This is part of a series on Open Source Builders. For a list of other articles in this series, check out the introductory post.

Do you have aspirations to be the next YouTube or Twitch star? If so, odds are pretty good you’re going to want Open Broadcaster Software (OBS) for capturing video and live streaming your Counter-Strike talents.

In this you wouldn’t be too different from Hugh “Jim” Bailey, the creator of OBS. But in Bailey’s case, he has no ambition to be a YouTube star. Although he loves playing video games, his inspiration for creating OBS wasn’t fame. Instead, he had the simple need to capture part of his gaming screen on StarCraft so as to gain a bigger view of the minimap that displays enemy activity. A few hundred lines of code and a post to the StarCraft subreddit later, and “it just kind of spiraled into this crazy, super popular program,” Bailey says.

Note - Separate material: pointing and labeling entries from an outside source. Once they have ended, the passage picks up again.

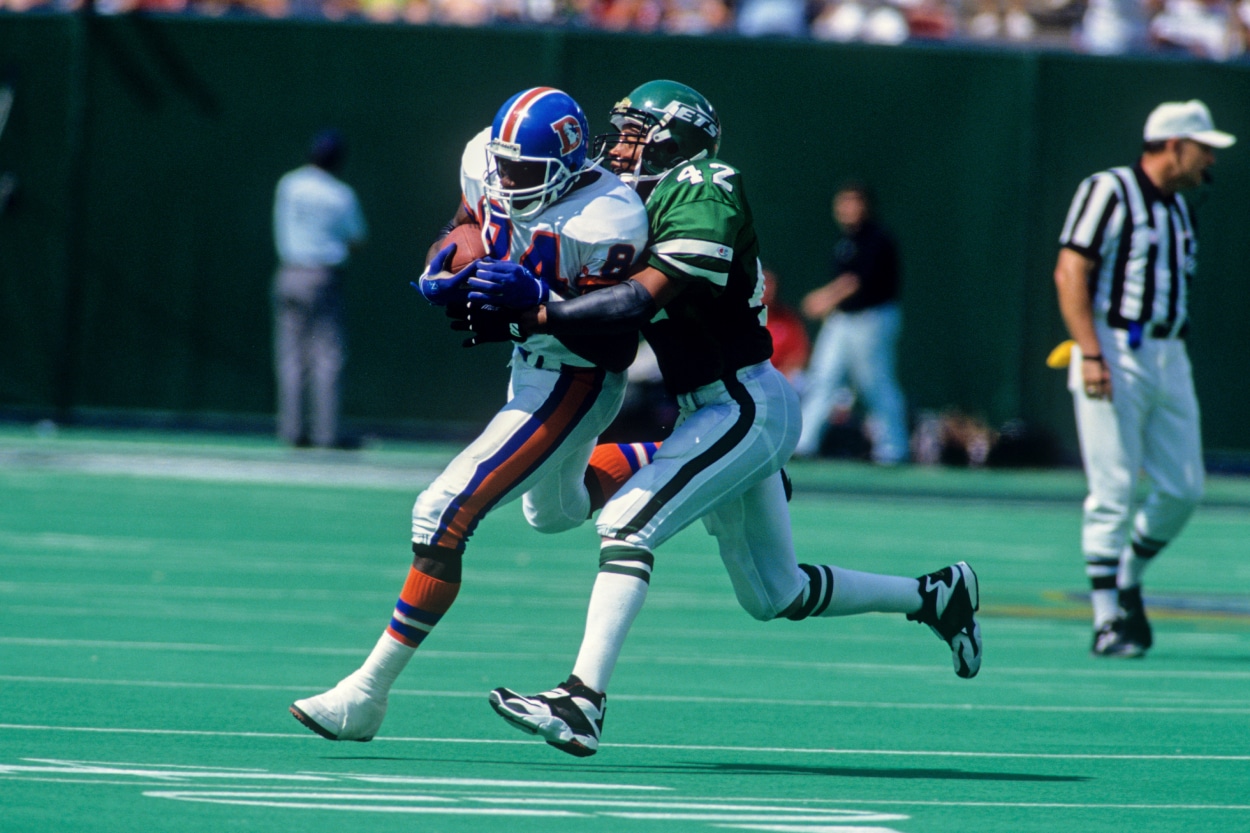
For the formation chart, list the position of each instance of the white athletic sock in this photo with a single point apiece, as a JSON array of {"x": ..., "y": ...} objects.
[
  {"x": 384, "y": 664},
  {"x": 618, "y": 595},
  {"x": 1106, "y": 605},
  {"x": 871, "y": 593}
]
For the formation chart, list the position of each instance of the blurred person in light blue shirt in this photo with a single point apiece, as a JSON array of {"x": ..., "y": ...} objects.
[{"x": 316, "y": 224}]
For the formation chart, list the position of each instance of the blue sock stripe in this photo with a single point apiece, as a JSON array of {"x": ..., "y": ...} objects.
[
  {"x": 409, "y": 612},
  {"x": 630, "y": 455},
  {"x": 411, "y": 634}
]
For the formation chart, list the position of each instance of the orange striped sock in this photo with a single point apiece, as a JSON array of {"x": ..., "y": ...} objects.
[
  {"x": 421, "y": 603},
  {"x": 611, "y": 464}
]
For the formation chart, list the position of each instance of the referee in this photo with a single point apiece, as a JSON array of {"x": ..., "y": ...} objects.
[{"x": 1128, "y": 257}]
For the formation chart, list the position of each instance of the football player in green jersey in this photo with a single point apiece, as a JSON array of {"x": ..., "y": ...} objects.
[{"x": 698, "y": 302}]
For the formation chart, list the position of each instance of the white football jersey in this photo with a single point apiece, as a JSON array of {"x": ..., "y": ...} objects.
[{"x": 586, "y": 239}]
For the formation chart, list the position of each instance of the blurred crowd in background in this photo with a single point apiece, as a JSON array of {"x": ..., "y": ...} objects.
[{"x": 1204, "y": 29}]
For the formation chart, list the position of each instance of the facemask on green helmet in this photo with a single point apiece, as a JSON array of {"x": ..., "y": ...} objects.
[{"x": 673, "y": 124}]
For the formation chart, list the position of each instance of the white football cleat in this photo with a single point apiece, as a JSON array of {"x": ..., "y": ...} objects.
[{"x": 343, "y": 713}]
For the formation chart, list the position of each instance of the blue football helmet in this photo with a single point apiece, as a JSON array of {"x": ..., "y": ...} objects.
[{"x": 536, "y": 150}]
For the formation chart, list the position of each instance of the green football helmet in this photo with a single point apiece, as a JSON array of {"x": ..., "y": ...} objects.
[{"x": 674, "y": 123}]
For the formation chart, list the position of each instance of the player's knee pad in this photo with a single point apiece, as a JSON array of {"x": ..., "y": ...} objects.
[{"x": 438, "y": 562}]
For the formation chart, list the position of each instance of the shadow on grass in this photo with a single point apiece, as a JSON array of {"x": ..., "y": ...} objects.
[{"x": 898, "y": 773}]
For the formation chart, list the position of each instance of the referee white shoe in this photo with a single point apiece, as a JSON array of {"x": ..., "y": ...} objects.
[
  {"x": 949, "y": 599},
  {"x": 570, "y": 717},
  {"x": 346, "y": 712}
]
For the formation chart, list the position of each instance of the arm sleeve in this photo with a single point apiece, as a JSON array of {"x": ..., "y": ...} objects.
[
  {"x": 1089, "y": 215},
  {"x": 623, "y": 308}
]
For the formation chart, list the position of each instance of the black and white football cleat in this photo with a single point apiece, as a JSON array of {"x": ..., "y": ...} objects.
[
  {"x": 949, "y": 598},
  {"x": 1135, "y": 627},
  {"x": 570, "y": 717},
  {"x": 1113, "y": 639}
]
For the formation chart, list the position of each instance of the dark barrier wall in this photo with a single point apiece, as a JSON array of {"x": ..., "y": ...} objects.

In a recent interview, Bailey claims the impetus to all this was that he was bored and there were no free tool options, but he’s being humble. His experience can tell us a great deal about how the most successful open source projects function.

Blame It on StarCraft

A coder from the age of eight, Bailey has no formal training in software development — no college and, except for one brief stint at the age of 18 (1999), no work experience.

“I never really had a real job in my life,” he says. Not that he hasn’t had interest, including from Twitch. “The fact that I had never worked with anyone before showed, and I failed that interview really bad,” he says. And he’s had at least one seven-figure offer for OBS, which he declined because he felt it wouldn’t have been good for OBS users.

Of his pre-OBS life, Bailey describes himself as a complete bum who was living with his dad. He also happened to be an excellent developer who built game engines for fun, with a particular need to “cheat” at StarCraft. He says that back then people were streaming their gameplay — specifically StarCraft — on the internet.

“When I was playing StarCraft, I dabbled with capture technology because — and this is going to sound stupid — in StarCraft you have this little thing called a minimap, and it shows you where your enemies are,” he explains. “I made this program that would capture the minimap and make it really big on my left screen, because I wanted to be able to spot if there was anybody incoming, making the game a little bit easier.”